I clung to my chair, fingers splayed in a death grip, thankful I was not the one clinging to the wheel beneath the Kestrel. It was fair to assume the guard regretted his decision about now.
Our ascent into the wild blue continued. We rose at nausea
-inducing speeds. The weight of acceleration felt like a giant squatting on my chest. The once dull vibrations of the Kestrel became a high-frequency whine of stabbing needles that numbed everything from toes to nose.
My stomach had almost settled back into the general vicinity of my abdomen when the other Kestrel pulled even with us.
Luckily Raines possessed another trick up her sleeve, one I should have seen coming, but I didn't, so when she flung the flight stick forward, there were mixed emotions.
On the one hand I enjoyed a peaceful moment of zero-g where everything was light and happy and life looked as if it might work out after all.
But then we dropped.
CHAPTER TEN
Crashing It
We plummeted with the combined efforts of gravity and a couple supercharged engines. The enemy copter zipped past us, still on an upward rise.
It wouldn't take the other pilot long to realize we could only go up and down, and then our little game of yo-yo would come to an explosive end.
None of that mattered as we hurtled towards the ground, though. Mind and muscles were focused solely on the task of keeping my ass planted in my seat.
Out of the corner of my eye I saw Raines flip a switch, pull back on the flight stick, and slam the lever at her side down.

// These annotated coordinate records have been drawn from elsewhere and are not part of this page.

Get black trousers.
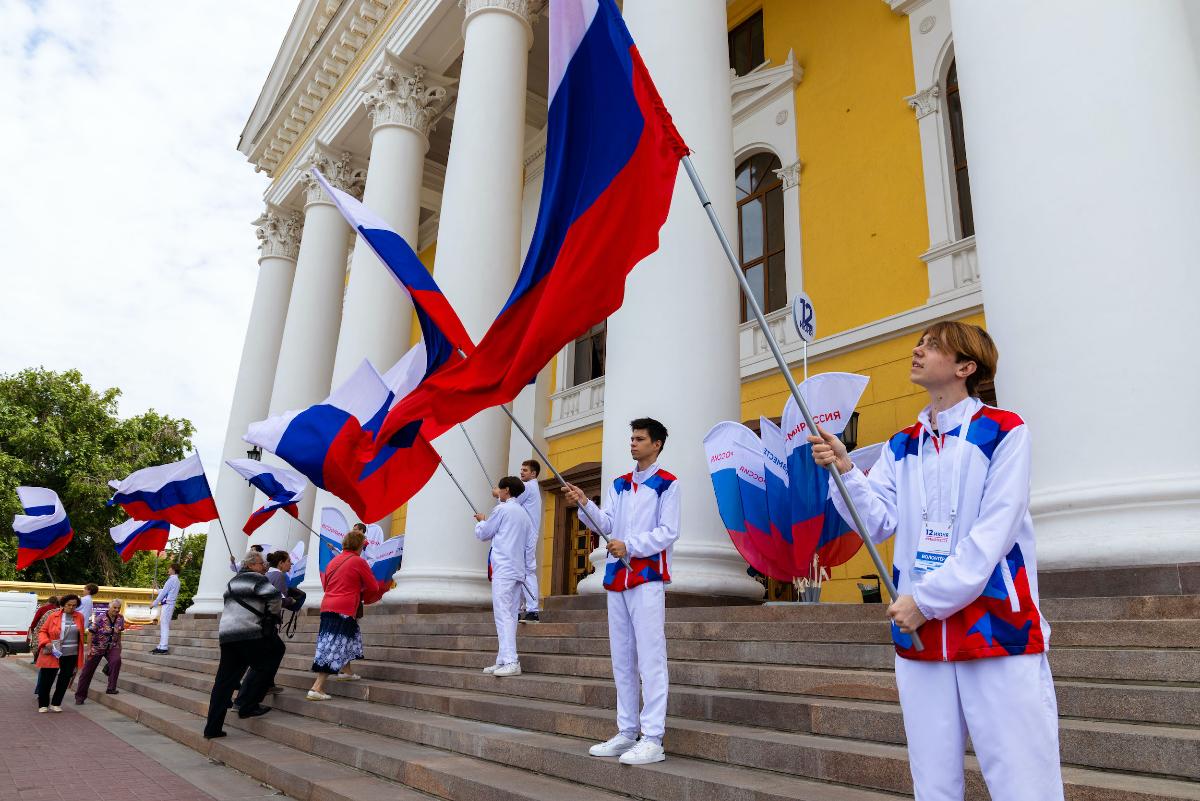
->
[204,634,283,736]
[37,654,79,709]
[236,637,288,709]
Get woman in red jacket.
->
[307,524,394,700]
[35,595,88,712]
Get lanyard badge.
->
[912,403,974,579]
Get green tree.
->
[0,368,196,591]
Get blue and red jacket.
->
[578,463,679,592]
[830,398,1050,662]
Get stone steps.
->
[108,670,907,801]
[119,633,1200,689]
[108,663,1200,801]
[119,661,1200,791]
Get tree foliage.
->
[0,368,203,595]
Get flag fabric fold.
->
[109,453,217,529]
[226,459,308,535]
[12,487,74,570]
[108,520,170,562]
[782,373,869,574]
[378,0,688,442]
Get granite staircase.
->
[79,595,1200,801]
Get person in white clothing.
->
[79,584,100,626]
[475,476,532,676]
[517,459,541,624]
[563,417,679,765]
[809,323,1063,801]
[150,564,179,654]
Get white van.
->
[0,592,37,656]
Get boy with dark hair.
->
[475,476,532,677]
[517,459,541,624]
[809,323,1063,801]
[563,417,679,765]
[150,562,179,654]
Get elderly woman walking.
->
[76,598,125,704]
[36,594,88,712]
[307,523,394,700]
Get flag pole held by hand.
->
[683,156,925,651]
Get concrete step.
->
[66,682,445,801]
[117,657,1195,799]
[143,619,1200,652]
[126,645,1200,742]
[112,671,902,801]
[127,634,1200,689]
[119,661,1200,791]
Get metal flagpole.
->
[500,404,634,571]
[438,459,479,514]
[458,423,496,487]
[681,156,925,651]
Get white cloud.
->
[0,0,295,483]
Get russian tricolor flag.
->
[226,459,308,535]
[12,487,74,570]
[109,453,217,529]
[108,520,170,562]
[382,0,688,440]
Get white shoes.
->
[620,737,667,765]
[588,734,637,757]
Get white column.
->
[187,209,302,614]
[952,0,1200,568]
[388,0,533,603]
[301,64,446,602]
[251,151,360,549]
[580,0,762,597]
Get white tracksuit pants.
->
[608,582,667,743]
[158,602,175,650]
[492,576,523,664]
[896,654,1063,801]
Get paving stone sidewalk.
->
[0,656,289,801]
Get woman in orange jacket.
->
[35,594,88,712]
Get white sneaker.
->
[620,737,667,765]
[588,734,637,757]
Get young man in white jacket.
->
[564,417,679,765]
[809,323,1063,801]
[475,476,532,677]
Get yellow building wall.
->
[728,0,929,337]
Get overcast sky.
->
[0,0,295,486]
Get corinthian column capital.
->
[458,0,546,38]
[251,209,304,261]
[300,150,366,205]
[362,64,446,138]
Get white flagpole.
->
[681,156,925,651]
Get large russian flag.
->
[226,459,308,535]
[242,343,440,520]
[12,487,74,570]
[108,453,217,529]
[108,520,170,562]
[382,0,688,440]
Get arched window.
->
[734,153,787,323]
[946,61,974,239]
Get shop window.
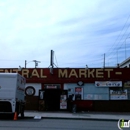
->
[109,87,128,100]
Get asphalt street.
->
[0,118,119,130]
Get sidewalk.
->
[25,111,130,121]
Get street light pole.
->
[125,37,130,59]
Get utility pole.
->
[33,60,40,68]
[25,60,40,68]
[25,60,27,68]
[104,53,105,68]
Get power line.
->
[106,15,130,56]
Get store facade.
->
[0,68,130,111]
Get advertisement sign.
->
[110,89,128,100]
[95,81,122,87]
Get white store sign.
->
[95,81,122,87]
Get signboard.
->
[95,81,122,87]
[75,87,83,100]
[110,89,128,100]
[44,84,60,89]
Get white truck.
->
[0,73,26,118]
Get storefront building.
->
[0,68,130,111]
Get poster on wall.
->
[110,89,128,100]
[75,87,83,100]
[60,95,67,109]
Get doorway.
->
[44,89,61,111]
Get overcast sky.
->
[0,0,130,68]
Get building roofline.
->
[119,57,130,66]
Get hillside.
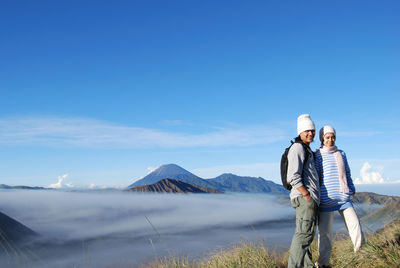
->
[0,212,37,249]
[352,192,400,205]
[142,214,400,268]
[208,173,288,193]
[128,179,221,193]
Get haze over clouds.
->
[0,191,295,265]
[0,117,284,148]
[354,162,385,184]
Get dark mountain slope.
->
[128,179,221,193]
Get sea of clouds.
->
[0,190,295,267]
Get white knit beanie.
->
[297,114,315,135]
[319,126,336,142]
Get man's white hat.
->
[297,114,315,135]
[319,126,336,141]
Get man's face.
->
[300,129,315,144]
[323,133,336,147]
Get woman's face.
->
[300,130,315,144]
[323,133,336,147]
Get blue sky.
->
[0,0,400,193]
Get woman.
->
[315,126,363,267]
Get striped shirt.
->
[315,149,355,212]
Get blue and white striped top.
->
[315,149,355,212]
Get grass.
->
[142,218,400,268]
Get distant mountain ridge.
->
[128,179,221,193]
[128,164,288,193]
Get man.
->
[287,114,320,268]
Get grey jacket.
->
[287,143,320,205]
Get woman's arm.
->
[341,151,356,194]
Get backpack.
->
[281,139,310,191]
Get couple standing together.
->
[287,114,363,268]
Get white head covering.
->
[319,126,336,142]
[297,114,315,135]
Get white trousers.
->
[318,207,363,266]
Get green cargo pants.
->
[288,196,318,268]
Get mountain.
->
[128,164,211,188]
[352,192,400,205]
[128,164,288,194]
[0,184,48,190]
[0,212,37,248]
[128,179,221,193]
[208,173,288,193]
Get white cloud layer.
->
[0,117,285,148]
[354,162,385,184]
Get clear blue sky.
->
[0,0,400,193]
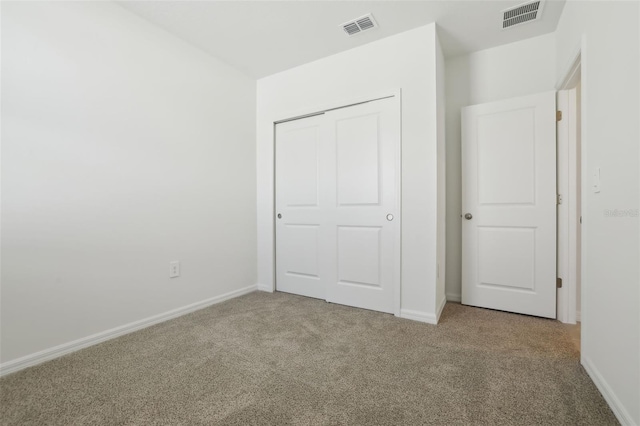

The Kestrel broke every rule of physics I'd ever known.
It thrust forward with devastating effect on my internal organs, which I imagined had liquefied and were trying to escape my body through open pores.
Raines dove us towards the ocean paste below.
"You had me worried there for a second," I said, feeling the need to speak more for my sake than hers. "Wasn't sure you knew what you were doing."
Raines turned her head, eyes narrowed and focused with a determination that instilled confidence and said, "I don't have a clue what I'm doing."
If ever in the history of the world there had been a series of least inspiring words spoken, I had yet to hear them.
I thought back to the guard beneath the Kestrel. No way he could've held on through the acceleration. Another life lost in the wake of Malcolm Wolfe. I thought of the man's family going about their daily routine, not yet realizing their lives would forever be shadowed by that day. I couldn't escape the role I'd played in their tragedy, only accept it and shoulder the weight of his loss along with all the others I'd failed.